La science participative implique les citoyennes et les citoyens dans le débat public : ce sont eux et elles en effet qui effectuent les mesures et qui génèrent les données tout en découvrant précisément de quoi il retourne. Elle stimule leur curiosité. Elles et ils en viennent à comprendre ses implications dans leur vie au quotidien mais se font aussi les ambassadeurs et ambassadrices des connaissances et sensibilisent leur voisinage, leur cercle de connaissances et leur famille : « vous savez quoi ? » Dans le même temps, la science participative soulève d’innombrables questions sur les processus décisionnels politiques et le pouvoir de la science.
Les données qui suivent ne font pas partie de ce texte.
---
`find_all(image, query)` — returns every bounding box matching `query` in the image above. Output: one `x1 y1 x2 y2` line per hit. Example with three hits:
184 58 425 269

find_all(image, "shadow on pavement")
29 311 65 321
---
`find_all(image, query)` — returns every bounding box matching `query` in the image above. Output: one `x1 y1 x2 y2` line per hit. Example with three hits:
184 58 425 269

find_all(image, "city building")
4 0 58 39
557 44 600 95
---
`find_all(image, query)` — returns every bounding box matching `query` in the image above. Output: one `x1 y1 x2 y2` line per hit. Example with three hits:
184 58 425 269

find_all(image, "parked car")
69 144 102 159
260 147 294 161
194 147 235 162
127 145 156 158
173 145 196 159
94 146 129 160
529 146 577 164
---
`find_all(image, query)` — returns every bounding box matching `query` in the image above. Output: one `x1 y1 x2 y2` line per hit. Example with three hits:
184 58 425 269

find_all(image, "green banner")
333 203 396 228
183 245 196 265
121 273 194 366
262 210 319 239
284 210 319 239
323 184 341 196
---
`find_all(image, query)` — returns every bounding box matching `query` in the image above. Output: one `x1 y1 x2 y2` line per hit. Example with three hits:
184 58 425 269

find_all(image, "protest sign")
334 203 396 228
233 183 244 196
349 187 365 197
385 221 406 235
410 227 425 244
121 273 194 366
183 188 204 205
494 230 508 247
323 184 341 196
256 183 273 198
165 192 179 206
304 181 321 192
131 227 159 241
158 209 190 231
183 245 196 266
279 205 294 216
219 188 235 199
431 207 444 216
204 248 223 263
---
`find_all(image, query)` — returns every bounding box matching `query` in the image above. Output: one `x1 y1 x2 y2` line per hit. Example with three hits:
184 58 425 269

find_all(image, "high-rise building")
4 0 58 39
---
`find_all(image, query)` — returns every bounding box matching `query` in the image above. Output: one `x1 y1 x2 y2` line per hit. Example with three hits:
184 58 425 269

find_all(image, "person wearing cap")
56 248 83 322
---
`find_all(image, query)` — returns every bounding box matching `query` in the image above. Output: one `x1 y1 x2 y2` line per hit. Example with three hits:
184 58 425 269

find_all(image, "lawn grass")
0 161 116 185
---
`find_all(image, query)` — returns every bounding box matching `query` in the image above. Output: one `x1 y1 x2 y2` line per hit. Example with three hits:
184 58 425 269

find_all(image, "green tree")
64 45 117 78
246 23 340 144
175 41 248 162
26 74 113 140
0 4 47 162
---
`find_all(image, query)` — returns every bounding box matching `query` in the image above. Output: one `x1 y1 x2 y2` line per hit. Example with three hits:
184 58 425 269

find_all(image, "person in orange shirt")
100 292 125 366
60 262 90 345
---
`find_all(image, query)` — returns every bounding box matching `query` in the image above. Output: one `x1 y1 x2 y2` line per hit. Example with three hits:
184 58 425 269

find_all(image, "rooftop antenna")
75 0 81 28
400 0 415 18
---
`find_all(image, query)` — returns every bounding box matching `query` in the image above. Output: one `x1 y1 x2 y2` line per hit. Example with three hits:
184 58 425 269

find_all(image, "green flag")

Sommes-nous en mesure de briser cette coalition entre science et politique ? La population se verra-t-elle attribuer un rôle dans la commande et la communication de ce savoir ? Le monde politique va-t-il reconnaître ce rôle ou le combattre ? La science est-elle prête à mettre ses connaissances à la disposition du public et à le laisser définir en partie son ordre du jour ? Cette démarche va-t-elle enrichir le débat public et aider les citoyens et les citoyennes à infléchir la politique ?

 

La science participative peut potentiellement devenir un véritable processus de cocréation, d’échange entre la population, les scientifiques, les administrations et les politiciennes et politiciens qui établissent ensemble une politique publique collective et bien informée. Le BRAL a démontré le pouvoir mobilisateur de cette science dans le cadre de la qualité de l’air. Les participantes et les participants effectuent personnellement les mesures, ce qui leur permet de mieux saisir le problème. Ils et elles comprennent leurs résultats et peuvent situer ceux des autres. Elles et ils veulent faire circuler les connaissances acquises et en informer leur famille, leurs connaissances, leur voisinage. C’est alors que naît la citoyenneté. Cette démarche montre que la science participative peut jeter les fondations d’une gouvernance collective et durable des problèmes environnementaux importants en milieu urbain.

Ce type de science est discutable aux yeux de certaines et certains, tandis que d’autres y voient une occasion de collaborer. L’intérêt d’acquérir des connaissances sur la base d’observations est conditionné par de nombreux facteurs : le contexte politique, les besoins des services publics, le degré d’urgence, etc. Grâce à la population, les observations sur le terrain sont généralement mieux réparties, ce qui améliore leur qualité. C’est souvent à la fin d’un projet pilote, qui fournit des résultats étonnamment riches en apprentissages, que l’État réalise à quel point la production collective de savoirs peut se révéler utile pour une ville.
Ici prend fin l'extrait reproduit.